Anti-growth effect of curdione in the SK-UT-1 xenograft tumor model. SK-UT-1 xenograft tumor models were established, and randomly divided into three groups (n = 5), and then injected intraperitoneally (i.p.) with 100 or 200 mg/kg/d curdione, or same volume saline. Tumor volume and body weight were measured every three days. 21 days later, all mice were sacrificed. Representative images of (A) tumor-bearing nude mice and (B) subcutaneous dissection of tumor tissue were photographed, (C) tumor weight, (D) tumor volume, and (E) body weight was determined and recorded. (F) The pathological injury of liver and kidney tissues was assessed by the H&E staining (×200 magnification).
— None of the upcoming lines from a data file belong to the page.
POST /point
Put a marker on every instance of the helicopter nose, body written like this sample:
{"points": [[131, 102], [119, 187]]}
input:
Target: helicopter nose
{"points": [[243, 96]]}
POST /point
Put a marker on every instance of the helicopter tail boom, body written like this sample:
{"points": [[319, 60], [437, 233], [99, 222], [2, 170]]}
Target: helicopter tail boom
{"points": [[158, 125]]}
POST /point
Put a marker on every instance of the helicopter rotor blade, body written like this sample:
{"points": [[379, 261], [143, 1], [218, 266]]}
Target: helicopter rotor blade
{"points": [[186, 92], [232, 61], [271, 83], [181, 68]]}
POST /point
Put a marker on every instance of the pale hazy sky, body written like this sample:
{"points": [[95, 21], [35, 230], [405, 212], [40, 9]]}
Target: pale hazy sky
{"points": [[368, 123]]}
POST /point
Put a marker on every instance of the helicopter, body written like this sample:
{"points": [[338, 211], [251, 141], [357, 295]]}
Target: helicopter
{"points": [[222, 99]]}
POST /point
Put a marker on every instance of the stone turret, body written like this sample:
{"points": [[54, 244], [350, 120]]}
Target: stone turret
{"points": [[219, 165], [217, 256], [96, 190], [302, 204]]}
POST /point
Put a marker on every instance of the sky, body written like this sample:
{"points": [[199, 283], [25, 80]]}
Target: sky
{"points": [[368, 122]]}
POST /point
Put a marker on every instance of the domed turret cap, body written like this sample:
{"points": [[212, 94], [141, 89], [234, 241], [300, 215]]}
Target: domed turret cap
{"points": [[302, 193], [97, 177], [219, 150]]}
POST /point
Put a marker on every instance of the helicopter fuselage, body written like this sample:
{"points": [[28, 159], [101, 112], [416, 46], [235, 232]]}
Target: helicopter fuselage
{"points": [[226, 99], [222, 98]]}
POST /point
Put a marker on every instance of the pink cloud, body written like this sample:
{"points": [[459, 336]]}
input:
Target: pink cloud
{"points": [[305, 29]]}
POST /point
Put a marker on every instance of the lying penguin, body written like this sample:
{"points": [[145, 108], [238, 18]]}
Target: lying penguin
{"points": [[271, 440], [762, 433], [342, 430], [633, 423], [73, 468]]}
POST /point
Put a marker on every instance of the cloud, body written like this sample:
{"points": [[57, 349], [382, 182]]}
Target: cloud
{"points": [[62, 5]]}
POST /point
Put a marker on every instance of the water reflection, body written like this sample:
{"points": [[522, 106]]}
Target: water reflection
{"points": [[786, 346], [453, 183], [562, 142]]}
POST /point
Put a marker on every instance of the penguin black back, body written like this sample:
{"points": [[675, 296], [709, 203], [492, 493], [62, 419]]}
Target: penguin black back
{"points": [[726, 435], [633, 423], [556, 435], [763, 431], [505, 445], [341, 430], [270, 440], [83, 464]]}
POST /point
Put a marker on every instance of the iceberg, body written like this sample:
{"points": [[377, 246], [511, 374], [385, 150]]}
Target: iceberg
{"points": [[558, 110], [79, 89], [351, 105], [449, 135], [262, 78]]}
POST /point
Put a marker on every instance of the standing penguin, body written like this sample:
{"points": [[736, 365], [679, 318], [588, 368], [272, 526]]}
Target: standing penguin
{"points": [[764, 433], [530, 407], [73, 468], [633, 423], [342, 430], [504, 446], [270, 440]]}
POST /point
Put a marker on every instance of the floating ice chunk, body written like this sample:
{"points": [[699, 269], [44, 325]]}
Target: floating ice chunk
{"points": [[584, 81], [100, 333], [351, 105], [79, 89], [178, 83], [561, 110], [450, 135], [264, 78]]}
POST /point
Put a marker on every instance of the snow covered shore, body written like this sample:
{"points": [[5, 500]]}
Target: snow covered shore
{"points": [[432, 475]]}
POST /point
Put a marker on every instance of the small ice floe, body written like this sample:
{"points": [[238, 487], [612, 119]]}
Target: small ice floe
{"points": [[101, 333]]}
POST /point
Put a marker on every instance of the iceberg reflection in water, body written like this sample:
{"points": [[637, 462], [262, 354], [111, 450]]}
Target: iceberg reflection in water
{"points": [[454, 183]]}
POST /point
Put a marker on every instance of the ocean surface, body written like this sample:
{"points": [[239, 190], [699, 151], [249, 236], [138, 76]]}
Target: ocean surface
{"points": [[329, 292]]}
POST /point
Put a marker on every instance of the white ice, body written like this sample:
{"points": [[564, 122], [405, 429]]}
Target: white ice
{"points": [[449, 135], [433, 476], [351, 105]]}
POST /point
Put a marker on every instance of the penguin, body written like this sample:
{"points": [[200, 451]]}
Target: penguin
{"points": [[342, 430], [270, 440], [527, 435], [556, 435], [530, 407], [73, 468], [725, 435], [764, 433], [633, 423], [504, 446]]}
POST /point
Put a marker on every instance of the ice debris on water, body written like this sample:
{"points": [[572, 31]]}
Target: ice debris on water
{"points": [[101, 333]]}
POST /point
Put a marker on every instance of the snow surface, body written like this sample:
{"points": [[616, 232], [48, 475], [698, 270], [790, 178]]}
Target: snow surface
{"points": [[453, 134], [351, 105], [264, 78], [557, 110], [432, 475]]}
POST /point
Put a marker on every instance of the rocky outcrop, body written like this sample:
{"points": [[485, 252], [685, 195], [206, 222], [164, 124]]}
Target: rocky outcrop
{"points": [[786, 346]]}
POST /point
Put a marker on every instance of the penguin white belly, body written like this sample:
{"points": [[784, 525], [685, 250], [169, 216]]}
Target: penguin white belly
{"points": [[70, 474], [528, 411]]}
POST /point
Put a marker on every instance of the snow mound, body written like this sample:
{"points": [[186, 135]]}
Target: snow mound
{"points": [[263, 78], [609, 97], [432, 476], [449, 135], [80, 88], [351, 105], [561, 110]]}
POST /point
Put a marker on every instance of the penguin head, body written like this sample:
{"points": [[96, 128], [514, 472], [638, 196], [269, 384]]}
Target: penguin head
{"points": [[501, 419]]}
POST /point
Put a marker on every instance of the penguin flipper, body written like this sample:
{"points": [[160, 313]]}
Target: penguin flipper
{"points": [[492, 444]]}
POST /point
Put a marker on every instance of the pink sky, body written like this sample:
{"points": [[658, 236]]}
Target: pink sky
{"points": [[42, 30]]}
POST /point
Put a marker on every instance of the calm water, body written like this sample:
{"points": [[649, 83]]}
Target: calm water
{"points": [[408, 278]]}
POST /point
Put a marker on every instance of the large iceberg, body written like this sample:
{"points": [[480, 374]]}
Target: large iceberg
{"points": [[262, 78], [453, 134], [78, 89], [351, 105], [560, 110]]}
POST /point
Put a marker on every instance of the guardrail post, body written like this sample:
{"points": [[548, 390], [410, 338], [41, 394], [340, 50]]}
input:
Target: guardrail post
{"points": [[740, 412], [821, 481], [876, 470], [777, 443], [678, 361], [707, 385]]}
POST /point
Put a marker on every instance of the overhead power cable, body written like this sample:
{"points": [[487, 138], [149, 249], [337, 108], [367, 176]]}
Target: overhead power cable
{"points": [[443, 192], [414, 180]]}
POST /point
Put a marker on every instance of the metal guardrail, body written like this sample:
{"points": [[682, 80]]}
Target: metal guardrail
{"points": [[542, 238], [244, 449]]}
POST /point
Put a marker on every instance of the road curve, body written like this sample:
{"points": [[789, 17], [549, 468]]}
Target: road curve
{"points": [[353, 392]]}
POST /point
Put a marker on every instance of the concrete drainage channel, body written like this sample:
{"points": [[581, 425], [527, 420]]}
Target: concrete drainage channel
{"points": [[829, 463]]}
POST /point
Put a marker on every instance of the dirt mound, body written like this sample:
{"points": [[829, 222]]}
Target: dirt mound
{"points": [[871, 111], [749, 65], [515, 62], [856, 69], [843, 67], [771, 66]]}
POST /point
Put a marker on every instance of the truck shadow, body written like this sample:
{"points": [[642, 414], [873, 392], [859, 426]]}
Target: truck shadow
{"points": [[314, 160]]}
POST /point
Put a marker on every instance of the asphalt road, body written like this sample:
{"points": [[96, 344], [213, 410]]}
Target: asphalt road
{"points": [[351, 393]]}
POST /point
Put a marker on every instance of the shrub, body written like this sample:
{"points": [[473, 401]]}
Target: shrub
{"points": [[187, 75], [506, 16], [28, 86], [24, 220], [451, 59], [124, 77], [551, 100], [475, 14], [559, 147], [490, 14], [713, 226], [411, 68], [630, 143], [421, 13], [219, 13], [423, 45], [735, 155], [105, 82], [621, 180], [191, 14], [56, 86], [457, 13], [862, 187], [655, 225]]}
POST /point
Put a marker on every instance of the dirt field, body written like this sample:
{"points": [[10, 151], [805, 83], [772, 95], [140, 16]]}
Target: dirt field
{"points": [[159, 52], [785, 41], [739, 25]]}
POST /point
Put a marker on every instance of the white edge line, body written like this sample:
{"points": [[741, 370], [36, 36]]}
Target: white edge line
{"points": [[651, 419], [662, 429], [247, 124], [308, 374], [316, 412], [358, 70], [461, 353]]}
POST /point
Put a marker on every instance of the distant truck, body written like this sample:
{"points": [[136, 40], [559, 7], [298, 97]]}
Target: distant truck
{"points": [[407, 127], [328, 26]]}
Scale bars = 100 μm. All data were presented with mean ± SD, n = 3. *P < 0.05, **P < 0.01 compared with control.

Figure 9

IDO1 mediates the suppressive effect of curdione in the SK-UT-1 xenograft tumor model. (A) Western blotting detection of protein expression of IDO1, cleaved caspase-3, Beclin1, LC3, p62 in tumor tissue. (B) Immunohistochemistry staining of Ki67, IDO1, LC3, p62, cleaved caspase-3, and TUNEL in tumor tissue (×200 magnification), Scale bars = 100 μm. (C) Expression scores of Ki67, IDO1, LC3, p62, cleaved caspase-3, and TUNEL was calculated according to immunostaining intensity and positive expression rate. All statistical analysis data were present with mean ± SD, n = 3. *P < 0.05, **P < 0.01 compared with control.